O arco narrativo de Frostpunk 2 é mais dilatado e menos linear. Ideologias em choque, decisões políticas e conflitos internos são o coração da campanha, que se estende em ritmo cadenciado, sem cair na repetição exaustiva. Seu fator replay é altíssimo, onde cada campanha pode se desenrolar de modo radicalmente diferente, dependendo das facções apoiadas, das leis aprovadas e das crises enfrentadas. É o tipo de jogo em que uma mesma decisão pode salvar a cidade em uma partida e condená-la em outra, garantindo longevidade e discussões intermináveis entre jogadores.
Apesar de toda sua imponência, Frostpunk 2 não escapa de falhas. Os stutters no PS5 chegam a comprometer a experiência, especialmente em momentos mais caóticos. Os menus, às vezes, são confusos e, às vezes, travam, atrapalhando o fluxo de decisões. Também há uma certa perda de identidade em relação ao primeiro jogo, pois, para quem gostava mais do microgerenciamento, do acompanhamento de cada cidadão e da luta cotidiana do primeiro pode estranhar a transição para a escala mais ampla e política.

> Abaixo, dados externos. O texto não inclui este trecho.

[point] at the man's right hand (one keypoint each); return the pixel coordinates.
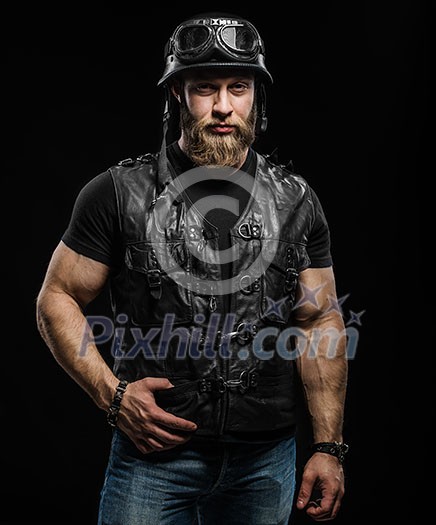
(150, 427)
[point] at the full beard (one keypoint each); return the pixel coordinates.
(207, 148)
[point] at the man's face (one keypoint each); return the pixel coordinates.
(218, 116)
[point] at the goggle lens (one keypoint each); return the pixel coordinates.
(240, 39)
(191, 38)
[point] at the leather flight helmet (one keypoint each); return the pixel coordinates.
(215, 40)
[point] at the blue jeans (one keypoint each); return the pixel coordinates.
(199, 483)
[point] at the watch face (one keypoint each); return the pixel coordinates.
(334, 449)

Frostpunk 2 é uma sequência que amplia a escala do jogo original, trocando o micro pelo macro e coloca a política no centro do tabuleiro. O que a 11 Bit Studios entregou aqui é impressionante, sendo um construtor de cidade cinematográfico e um interessantíssimo simulador político. Se o primeiro jogo foi sobre resistir ao frio, este é sobre resistir a nós mesmos. E Frostpunk 2 captou isso onde raros os títulos foram capazes de fazer tão bem.